Presidential candidate Elizabeth Warren paid to post a false ad on Facebook, and it was allowed. In a series of tweets, Warren addressed that Facebook posted the ad without fact-checking.
Facebook changed their ads policy to allow politicians to run ads with known lies—explicitly turning the platform into a disinformation-for-profit machine. This week, we decided to see just how far it goes.
— Elizabeth Warren (@ewarren) October 12, 2019
Warren said in another Tweet that America needs to “fix a corrupt system that lets giant companies like Facebook engage in illegal anti-competitive practices, stomp on consumer privacy rights, and repeatedly fumble their responsibility to protect our democracy.”
Facebook remains the top social network in the U.S, with 171.25 million mobile users accessing their mobile app in June 2019, statistics say. “The company’s other properties Instagram and Facebook Messenger ranked second and third with 123 and close to 108 million users respectively.“ according to statistica.

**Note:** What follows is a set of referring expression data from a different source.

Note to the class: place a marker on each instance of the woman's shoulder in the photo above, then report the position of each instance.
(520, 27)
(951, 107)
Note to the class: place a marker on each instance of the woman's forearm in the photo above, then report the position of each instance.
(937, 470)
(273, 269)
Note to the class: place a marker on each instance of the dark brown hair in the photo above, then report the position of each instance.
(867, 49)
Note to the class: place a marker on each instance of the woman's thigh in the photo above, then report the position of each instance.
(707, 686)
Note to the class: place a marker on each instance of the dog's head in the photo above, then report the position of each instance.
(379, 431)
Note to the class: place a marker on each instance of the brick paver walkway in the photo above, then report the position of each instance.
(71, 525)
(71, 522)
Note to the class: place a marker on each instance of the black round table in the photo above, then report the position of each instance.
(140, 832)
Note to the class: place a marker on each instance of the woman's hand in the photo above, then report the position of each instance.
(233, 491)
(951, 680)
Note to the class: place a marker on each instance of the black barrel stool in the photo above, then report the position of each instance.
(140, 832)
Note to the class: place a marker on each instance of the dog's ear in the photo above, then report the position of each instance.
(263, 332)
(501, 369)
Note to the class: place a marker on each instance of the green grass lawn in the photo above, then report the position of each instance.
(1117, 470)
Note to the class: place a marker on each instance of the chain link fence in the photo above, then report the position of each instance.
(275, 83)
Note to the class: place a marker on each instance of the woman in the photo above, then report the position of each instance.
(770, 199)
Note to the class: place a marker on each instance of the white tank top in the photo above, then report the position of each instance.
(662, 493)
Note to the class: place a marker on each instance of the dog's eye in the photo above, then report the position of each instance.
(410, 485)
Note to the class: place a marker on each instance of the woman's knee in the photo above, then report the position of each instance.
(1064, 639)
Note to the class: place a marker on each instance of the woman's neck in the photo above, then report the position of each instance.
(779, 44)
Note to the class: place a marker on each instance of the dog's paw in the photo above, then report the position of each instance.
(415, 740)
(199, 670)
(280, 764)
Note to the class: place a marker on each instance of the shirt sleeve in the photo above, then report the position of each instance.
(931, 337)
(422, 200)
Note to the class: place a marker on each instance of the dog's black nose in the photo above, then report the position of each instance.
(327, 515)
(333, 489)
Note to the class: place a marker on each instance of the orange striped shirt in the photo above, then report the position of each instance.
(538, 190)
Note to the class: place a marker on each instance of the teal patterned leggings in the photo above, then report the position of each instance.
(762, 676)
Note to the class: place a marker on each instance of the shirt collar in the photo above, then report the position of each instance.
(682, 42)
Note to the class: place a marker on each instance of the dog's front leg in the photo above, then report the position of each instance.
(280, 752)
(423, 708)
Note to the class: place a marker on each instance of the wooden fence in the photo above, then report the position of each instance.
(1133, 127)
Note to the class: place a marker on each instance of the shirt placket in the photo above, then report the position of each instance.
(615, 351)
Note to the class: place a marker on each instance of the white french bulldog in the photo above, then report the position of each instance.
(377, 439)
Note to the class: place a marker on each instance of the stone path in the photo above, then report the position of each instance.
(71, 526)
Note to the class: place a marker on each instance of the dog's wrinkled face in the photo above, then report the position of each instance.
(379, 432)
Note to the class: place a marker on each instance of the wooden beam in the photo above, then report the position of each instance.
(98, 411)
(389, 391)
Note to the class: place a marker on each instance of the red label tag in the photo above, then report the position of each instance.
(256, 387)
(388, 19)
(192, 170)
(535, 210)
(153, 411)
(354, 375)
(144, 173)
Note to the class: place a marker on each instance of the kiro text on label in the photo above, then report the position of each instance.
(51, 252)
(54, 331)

Like Warren, others are trying to outdo these false political ads. Running for California governor is political activist, Adriel Hampton. Two of his attempts were defeated when taken down after 24 hours.
“I don’t usually run fake ads, but this was an interesting opportunity to test that premise, that it’s okay for politicians to lie. It went quite viral.” Hampton said. “My concern is that Donald Trump, who plans a billion-dollar campaign, can use this exemption to manipulate the election very easily.”